It seems that your colleague's ability to think on their feet and communicate is superior to your own - and these traits are worthy of a manager, don't you think?
Your technical ability is superior to his - so you claim, but he is probably no slouch in that department because he sure is good enough to make your idea his and I take it, he does that to the rest of the team, too. Good managers realize and understand that not all good ideas come from them alone and they are pretty good at picking other people's brains. In this case, he seems to have done a pretty good job with yours. He doesn't have to be technically superior to you, all he has to be is good enough (*). Which is what a management position would require.
What have you done to show that you are management material? (**) He is verbal, and you are not. If I have to pick one to represent the team to the rest of the world, tell me why should I pick you and not him? Are you verbal enough to represent the team, or will you be rolled over if you run at meetings into someone like your colleague?
Management is not rocket science, it's a discipline. He is no genius but so far, he seems to have shown more management potential than you have. Which is why he is being promoted. What have you shown? Because the world can only see what you show. Repeat after me: invisible talent is unrecognized talent. And NOBODY gets promoted on the basis of unrecognized talent.

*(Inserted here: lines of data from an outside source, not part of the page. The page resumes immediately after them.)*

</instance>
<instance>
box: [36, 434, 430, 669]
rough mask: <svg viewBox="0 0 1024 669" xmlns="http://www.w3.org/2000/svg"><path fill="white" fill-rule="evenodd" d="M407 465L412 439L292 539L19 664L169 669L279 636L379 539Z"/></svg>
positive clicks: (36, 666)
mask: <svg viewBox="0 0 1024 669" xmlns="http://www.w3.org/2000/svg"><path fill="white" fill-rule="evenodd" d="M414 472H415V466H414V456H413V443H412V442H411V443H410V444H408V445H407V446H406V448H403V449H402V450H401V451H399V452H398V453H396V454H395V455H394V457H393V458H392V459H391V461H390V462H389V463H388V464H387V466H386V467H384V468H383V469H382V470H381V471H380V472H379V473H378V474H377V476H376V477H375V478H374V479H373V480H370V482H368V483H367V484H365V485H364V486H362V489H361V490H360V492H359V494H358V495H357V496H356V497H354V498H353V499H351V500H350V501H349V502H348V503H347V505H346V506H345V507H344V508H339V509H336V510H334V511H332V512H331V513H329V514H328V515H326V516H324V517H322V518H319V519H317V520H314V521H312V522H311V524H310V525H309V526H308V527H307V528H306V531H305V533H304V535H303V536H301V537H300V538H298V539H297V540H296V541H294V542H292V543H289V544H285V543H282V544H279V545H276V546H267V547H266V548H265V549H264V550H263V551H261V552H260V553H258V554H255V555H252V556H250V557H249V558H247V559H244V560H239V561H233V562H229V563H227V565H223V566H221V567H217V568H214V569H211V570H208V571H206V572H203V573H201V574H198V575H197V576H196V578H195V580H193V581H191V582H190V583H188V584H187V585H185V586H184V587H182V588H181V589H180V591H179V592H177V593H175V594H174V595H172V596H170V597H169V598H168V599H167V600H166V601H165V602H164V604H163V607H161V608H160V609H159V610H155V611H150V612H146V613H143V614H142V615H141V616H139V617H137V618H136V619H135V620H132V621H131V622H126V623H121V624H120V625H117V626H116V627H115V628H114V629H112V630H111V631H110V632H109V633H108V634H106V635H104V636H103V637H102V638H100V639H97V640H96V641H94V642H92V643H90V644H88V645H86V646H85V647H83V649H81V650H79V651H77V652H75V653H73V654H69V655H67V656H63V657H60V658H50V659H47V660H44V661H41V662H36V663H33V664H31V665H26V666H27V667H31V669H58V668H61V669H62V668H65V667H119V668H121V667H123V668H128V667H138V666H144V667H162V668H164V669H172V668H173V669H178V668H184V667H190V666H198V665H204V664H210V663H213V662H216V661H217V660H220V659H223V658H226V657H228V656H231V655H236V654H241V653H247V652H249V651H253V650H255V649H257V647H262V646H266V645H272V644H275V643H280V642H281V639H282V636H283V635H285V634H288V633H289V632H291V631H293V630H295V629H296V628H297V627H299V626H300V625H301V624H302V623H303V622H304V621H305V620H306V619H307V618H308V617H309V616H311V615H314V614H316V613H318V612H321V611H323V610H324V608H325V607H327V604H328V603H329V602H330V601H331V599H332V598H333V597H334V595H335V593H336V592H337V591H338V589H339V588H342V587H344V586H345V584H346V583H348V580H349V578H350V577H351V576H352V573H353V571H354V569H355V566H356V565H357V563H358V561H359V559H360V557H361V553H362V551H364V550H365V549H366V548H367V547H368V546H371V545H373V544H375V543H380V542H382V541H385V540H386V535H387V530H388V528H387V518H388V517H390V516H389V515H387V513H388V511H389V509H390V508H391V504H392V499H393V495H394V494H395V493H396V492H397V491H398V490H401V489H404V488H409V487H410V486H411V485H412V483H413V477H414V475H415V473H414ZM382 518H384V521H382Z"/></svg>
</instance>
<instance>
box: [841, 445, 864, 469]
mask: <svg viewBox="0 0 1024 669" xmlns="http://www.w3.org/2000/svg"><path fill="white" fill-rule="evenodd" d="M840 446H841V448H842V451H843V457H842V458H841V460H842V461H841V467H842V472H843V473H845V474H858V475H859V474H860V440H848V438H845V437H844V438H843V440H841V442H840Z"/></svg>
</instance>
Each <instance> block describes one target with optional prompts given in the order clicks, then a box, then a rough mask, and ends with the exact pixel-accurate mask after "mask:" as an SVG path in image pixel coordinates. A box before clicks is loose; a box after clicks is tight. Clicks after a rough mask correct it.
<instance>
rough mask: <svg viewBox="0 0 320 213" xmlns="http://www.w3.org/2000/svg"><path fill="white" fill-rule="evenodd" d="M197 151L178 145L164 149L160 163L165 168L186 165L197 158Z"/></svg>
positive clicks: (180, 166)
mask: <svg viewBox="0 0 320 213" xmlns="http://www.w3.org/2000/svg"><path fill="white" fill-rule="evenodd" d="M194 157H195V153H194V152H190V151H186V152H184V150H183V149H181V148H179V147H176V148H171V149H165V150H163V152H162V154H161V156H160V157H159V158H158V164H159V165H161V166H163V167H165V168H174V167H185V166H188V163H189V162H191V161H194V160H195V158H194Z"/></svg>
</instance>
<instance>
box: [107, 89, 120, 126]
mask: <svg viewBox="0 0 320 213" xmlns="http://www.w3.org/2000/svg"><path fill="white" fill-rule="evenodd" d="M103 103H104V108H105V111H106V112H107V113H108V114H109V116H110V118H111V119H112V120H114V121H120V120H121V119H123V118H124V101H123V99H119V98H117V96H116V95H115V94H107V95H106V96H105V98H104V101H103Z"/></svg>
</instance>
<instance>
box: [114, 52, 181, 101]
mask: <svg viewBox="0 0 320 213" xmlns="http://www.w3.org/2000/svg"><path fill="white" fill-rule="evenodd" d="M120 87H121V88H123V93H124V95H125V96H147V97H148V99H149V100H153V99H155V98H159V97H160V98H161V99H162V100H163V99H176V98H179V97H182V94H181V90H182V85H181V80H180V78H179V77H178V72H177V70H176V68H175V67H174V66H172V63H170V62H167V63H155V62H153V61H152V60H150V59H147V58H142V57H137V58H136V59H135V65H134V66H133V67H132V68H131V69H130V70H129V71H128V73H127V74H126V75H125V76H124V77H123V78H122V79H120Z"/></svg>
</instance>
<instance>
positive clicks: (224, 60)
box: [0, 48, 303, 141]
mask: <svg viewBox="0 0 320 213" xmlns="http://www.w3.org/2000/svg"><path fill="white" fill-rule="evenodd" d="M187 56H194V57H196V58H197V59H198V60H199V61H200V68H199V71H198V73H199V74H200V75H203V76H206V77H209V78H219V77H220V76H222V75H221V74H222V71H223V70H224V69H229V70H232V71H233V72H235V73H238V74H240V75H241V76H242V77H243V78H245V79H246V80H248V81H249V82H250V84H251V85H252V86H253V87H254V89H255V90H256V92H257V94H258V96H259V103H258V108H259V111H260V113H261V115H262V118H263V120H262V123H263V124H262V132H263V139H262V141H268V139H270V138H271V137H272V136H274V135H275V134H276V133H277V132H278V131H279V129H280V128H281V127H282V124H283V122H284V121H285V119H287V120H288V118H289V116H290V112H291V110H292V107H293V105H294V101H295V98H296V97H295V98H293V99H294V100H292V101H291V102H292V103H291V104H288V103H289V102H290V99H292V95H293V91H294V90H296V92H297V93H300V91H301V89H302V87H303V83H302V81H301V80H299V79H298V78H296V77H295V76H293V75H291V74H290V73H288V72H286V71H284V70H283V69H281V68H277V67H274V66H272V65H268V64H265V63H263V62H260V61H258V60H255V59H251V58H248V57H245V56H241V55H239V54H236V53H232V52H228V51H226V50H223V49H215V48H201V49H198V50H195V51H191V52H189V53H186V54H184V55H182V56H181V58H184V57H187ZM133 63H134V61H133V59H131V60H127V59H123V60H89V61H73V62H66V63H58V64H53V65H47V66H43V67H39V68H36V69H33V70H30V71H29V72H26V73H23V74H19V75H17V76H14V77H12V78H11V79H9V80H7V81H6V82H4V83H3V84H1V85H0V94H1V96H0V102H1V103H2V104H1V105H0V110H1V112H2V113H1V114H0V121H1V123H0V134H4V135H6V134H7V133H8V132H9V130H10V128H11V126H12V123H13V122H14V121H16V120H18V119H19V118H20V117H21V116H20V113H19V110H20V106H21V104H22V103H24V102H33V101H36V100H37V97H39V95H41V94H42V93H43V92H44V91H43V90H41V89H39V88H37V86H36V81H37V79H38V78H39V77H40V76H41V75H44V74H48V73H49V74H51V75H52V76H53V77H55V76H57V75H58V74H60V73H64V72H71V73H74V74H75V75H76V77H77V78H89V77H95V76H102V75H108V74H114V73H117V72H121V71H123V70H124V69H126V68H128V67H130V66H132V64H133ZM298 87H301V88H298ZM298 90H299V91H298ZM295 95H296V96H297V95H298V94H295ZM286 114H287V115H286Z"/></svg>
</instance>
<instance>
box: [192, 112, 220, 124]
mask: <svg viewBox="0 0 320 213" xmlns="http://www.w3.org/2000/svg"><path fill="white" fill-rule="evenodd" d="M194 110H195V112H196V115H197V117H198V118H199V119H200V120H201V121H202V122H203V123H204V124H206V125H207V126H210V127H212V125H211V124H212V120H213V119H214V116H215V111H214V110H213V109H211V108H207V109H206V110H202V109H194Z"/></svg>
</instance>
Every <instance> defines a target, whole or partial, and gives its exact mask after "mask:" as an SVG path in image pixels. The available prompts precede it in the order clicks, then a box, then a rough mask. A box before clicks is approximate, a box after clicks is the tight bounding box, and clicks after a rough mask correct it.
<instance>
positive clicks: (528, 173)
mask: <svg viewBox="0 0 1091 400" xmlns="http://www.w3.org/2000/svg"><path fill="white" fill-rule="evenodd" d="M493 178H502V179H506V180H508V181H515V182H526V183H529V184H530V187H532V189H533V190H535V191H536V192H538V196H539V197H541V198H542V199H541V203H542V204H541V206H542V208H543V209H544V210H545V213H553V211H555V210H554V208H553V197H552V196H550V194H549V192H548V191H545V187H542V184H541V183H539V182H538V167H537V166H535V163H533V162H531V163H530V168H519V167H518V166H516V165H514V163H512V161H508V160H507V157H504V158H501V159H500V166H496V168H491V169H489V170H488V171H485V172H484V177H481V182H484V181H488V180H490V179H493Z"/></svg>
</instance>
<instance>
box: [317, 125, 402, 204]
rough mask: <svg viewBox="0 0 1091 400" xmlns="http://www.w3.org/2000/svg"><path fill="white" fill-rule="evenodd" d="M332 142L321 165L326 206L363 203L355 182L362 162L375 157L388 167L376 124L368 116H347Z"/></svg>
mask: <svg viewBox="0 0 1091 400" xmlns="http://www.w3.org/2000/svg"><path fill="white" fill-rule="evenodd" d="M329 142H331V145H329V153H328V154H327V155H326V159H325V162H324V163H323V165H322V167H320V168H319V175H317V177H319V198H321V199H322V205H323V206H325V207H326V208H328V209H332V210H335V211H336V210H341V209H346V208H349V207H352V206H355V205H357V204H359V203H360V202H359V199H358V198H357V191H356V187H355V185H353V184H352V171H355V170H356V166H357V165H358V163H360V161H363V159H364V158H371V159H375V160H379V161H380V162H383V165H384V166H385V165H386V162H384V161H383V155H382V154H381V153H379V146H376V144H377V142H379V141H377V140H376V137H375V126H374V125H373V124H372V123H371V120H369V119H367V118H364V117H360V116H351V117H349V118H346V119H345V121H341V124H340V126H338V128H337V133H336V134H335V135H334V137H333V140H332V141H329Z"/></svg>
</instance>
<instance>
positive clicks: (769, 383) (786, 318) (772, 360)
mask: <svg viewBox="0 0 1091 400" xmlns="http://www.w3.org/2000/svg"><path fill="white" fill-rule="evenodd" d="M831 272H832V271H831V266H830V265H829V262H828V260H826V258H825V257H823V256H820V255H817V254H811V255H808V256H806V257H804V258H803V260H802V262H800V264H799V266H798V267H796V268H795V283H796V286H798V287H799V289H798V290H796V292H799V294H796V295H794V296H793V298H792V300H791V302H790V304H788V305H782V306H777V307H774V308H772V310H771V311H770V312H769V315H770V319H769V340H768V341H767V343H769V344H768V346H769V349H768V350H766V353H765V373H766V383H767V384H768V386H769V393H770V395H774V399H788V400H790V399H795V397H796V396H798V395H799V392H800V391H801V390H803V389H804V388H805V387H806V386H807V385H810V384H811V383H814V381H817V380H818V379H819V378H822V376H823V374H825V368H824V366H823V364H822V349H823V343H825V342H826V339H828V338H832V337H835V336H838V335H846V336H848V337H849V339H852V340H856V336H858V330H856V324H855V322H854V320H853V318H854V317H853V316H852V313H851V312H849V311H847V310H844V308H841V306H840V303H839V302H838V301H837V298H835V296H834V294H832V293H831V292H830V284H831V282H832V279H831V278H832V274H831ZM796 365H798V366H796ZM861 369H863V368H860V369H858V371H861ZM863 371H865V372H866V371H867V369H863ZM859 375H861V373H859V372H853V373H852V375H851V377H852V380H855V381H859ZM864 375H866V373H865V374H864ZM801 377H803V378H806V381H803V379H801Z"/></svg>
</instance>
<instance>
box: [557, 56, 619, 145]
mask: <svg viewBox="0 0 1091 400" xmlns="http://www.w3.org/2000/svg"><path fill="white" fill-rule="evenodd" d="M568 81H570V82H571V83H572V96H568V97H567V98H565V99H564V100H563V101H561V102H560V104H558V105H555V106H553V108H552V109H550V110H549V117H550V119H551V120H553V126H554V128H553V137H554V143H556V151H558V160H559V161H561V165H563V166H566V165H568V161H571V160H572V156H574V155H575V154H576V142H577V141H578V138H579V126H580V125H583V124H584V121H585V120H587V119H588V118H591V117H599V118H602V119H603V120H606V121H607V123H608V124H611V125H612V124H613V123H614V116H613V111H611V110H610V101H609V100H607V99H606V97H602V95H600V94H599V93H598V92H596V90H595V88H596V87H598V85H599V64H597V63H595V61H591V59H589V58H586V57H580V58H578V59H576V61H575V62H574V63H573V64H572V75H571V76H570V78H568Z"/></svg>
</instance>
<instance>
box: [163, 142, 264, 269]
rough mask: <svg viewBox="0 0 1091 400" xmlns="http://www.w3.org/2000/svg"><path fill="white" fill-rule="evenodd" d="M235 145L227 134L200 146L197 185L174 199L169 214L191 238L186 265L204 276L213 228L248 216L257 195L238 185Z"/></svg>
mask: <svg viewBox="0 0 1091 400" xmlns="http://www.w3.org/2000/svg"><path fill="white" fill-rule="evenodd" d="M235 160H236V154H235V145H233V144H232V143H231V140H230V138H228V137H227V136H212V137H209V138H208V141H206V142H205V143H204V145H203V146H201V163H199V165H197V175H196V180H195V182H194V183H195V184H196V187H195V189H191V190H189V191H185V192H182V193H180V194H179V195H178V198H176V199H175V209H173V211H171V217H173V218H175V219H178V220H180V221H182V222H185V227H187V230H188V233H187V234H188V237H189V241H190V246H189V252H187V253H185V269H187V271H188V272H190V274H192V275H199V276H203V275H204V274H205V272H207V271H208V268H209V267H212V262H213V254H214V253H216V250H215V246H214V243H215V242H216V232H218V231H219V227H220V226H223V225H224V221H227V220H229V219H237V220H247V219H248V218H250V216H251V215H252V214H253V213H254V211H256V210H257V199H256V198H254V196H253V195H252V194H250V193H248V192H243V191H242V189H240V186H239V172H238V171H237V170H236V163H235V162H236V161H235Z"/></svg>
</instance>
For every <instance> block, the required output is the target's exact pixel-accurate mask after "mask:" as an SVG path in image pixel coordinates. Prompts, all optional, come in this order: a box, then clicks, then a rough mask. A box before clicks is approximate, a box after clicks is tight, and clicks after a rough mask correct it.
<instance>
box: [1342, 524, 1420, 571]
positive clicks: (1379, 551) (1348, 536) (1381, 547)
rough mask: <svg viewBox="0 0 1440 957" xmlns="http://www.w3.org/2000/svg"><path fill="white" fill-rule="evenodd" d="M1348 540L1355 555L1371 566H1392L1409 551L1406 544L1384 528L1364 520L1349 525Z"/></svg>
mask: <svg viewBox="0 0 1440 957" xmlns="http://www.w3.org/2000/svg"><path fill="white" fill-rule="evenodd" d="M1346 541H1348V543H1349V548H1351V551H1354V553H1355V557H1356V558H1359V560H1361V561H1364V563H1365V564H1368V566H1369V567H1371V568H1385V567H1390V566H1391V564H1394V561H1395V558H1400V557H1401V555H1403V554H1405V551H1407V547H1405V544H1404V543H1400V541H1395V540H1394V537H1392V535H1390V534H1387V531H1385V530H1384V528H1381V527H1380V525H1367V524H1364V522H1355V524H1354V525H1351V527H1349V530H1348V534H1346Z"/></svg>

You need to be more like him than you realize or perhaps than you'd like. Nobody can hear your voice let alone know what you think if you don't speak. Leaders who don't speak are not leading. Ditto with managers.
(*) Your technical ability means little to management if it turns out that your colleague is a far more effective communicator of your own ideas than you are and if your colleague had a history of taking other people's ideas and working with others to improve on them and make them work. It pretty much seals the deal if your colleague shows a grasp of the bigger picture e.g. the impact on the team, the management unit, the company and you never tried to understand your activities in the context of the bigger picture. Frankly, in outfits where the only path upwards is through promotion into management, the only thing that having great technical ability can do for you is that you get to keep your day job.
(**) At one time in the mid1990s, I worked as a consultant for AT&T. What gave AT&T its distinctive culture is that it combined some of the best technical talent on the face of the Earth with some of the worst management on the face of the Earth. That's because AT&T was in the habit of promoting its strongest technical people to management. Without prep, without training and without support, many of these promoted floundered on the job and their incompetence made life miserable for everyone including themselves. And AT&T was making a fool's bargain because it was exchanging a great tech person for a lousy manager. So your assertion that you are more technically competent than your colleague makes no impression on me. I am technical as hell but you'd better believe that being technical is not my only attribute. I have worked in a slew of corporate and startup environments over the decades, and I have never been in a professional situation where all I needed was superior technical ability.